Comparisons were made to Sex and the City and Northern Exposure, but the truth was somewhere in the middle. The show offered a mix of romance and off-center vibes, following Marin's budding romance with biologist Jack Slattery (James Tupper, who would later become Heche's longtime boyfriend); a woman who loved Marin's book so much that she followed the author to Alaska; and the characters who inhabited the town's bar. Marin's misadventures in love and the life of the eccentric people of Elmo, Alaska, made for wonderful viewing. —Alamin Yohannes
Jessica Haxon, Hung (2009–2011)
On Hung, Heche's Jessica could have easily been disregarded as unlikable. As the ex-wife of main character Ray Drecker (Thomas Jane), who struggled to connect to her kids, the actress had her work cut out for her — and she excelled.
Heche was just the right amount of disagreeable as a woman who disliked both her ex-husband and her current husband, Ronnie Haxon (Eddie Jemison). Jessica tried too hard with her kids and often walked all over Ronnie, but it was always fun to watch her spar with Jane's Ray. Together they kept the dynamic interesting to watch. —A.Y.
Joan Ostrowski-Fox, Cedar Rapids (2011)
Heche's performance as Joan Ostrowski-Fox in Miguel Arteta's breezy, boozy comedy Cedar Rapids arrived on the cusp of a career revival of sorts for the actress, who was earning acclaim at the time for her role on Hung. In Arteta's appealing Midwest-centered film, Ed Helms stars as insurance salesman Tim Lippe, who's lived a very sheltered life in his Wisconsin small town but is forced to come out of his shell a bit when he's chosen to rep his company at an insurance convention in, yes, Cedar Rapids.

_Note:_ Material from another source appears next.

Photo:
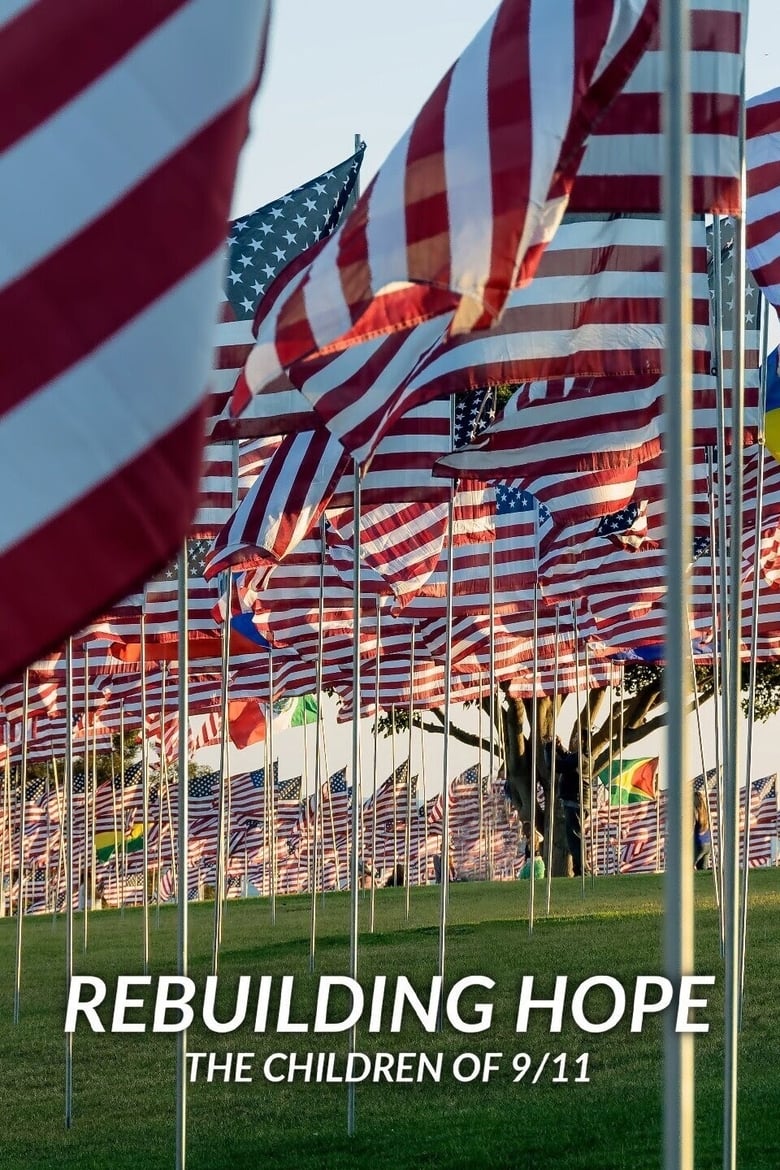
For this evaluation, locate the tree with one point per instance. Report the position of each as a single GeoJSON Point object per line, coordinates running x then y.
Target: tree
{"type": "Point", "coordinates": [636, 710]}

Soon, he encounters Heche as the flirty, adulterous "O-Fox" — along with fellow veteran convention attendees played by John C. Reilly, Isaiah Whitlock Jr., and Sigourney Weaver — who challenge Lippe's wholesome nature as debaucherous, crude, yet hilarious R-rated hijinks follow. Among a stellar cast, it is Heche who perhaps stood out most prominently in a film about which EW's critic wrote, "within the structure of a conventional, well-built comedy fable about an innocent among bigger-city sophisticates... is something truly original." —Kiran Aditham
DIA Dep. Director Patricia Campbell, The Brave (2017–2018)
The Brave's Patricia Campbell (Heche) knew how to take command of a room. On NBC's short-lived military procedural series, the star's deputy director of the Defense Intelligence Agency led a team of intelligence analysts working with a group of soldiers carrying out dangerous missions.

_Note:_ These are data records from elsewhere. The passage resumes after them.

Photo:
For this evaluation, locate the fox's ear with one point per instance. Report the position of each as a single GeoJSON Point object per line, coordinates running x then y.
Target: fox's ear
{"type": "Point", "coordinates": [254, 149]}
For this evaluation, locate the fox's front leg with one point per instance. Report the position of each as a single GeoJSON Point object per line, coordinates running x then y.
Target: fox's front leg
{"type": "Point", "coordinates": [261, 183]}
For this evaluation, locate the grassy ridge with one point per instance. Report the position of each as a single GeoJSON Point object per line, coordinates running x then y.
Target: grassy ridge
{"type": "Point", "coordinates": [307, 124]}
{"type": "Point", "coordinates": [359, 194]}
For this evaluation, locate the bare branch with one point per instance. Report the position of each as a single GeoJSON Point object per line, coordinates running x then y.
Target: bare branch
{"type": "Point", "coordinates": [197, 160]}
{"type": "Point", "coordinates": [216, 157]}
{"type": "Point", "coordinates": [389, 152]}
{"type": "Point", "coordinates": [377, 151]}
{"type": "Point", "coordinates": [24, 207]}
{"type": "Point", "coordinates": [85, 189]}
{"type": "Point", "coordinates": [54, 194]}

From the command center, Heche filled the room as Patricia by brilliantly getting the team out of danger, while helping her analysts with their issues on the job. She was certainly tough, but she cared. A personal storyline about the loss of her son added shadings to the character's story while providing opportunities for Heche to deliver powerful scenes when Patricia's work hit too close to home. —A.Y.
Herself, Dancing With the Stars (2020)
While Heche and her pro partner, Keo Motsepe, were eliminated four weeks into season 29 of Dancing With the Stars, it didn't stop them from giving some fun performances. The duo — who were sent home after host Tyra Banks accidentally declared their opponents Monica Aldama and Val Chmerkovskiy safe before they were saved by the judges — served up a Cha Cha, Foxtrot, Quickstep, and Paso Doble before they exited the competition.
Heche was sad to leave DWTS, especially on the same night she opened up about her three-year relationship with Ellen DeGeneres. She told Page Six of the elimination, "The honest truth is that it took 20 years to process and share that story, so finally, telling it and being voted off on the same night was not the best feeling. It did feel good to tell my story to show that we have come a long way, and we see things with more acceptance now — even though we are not all the way there yet, it's important to recognize how far we have come." —A.B.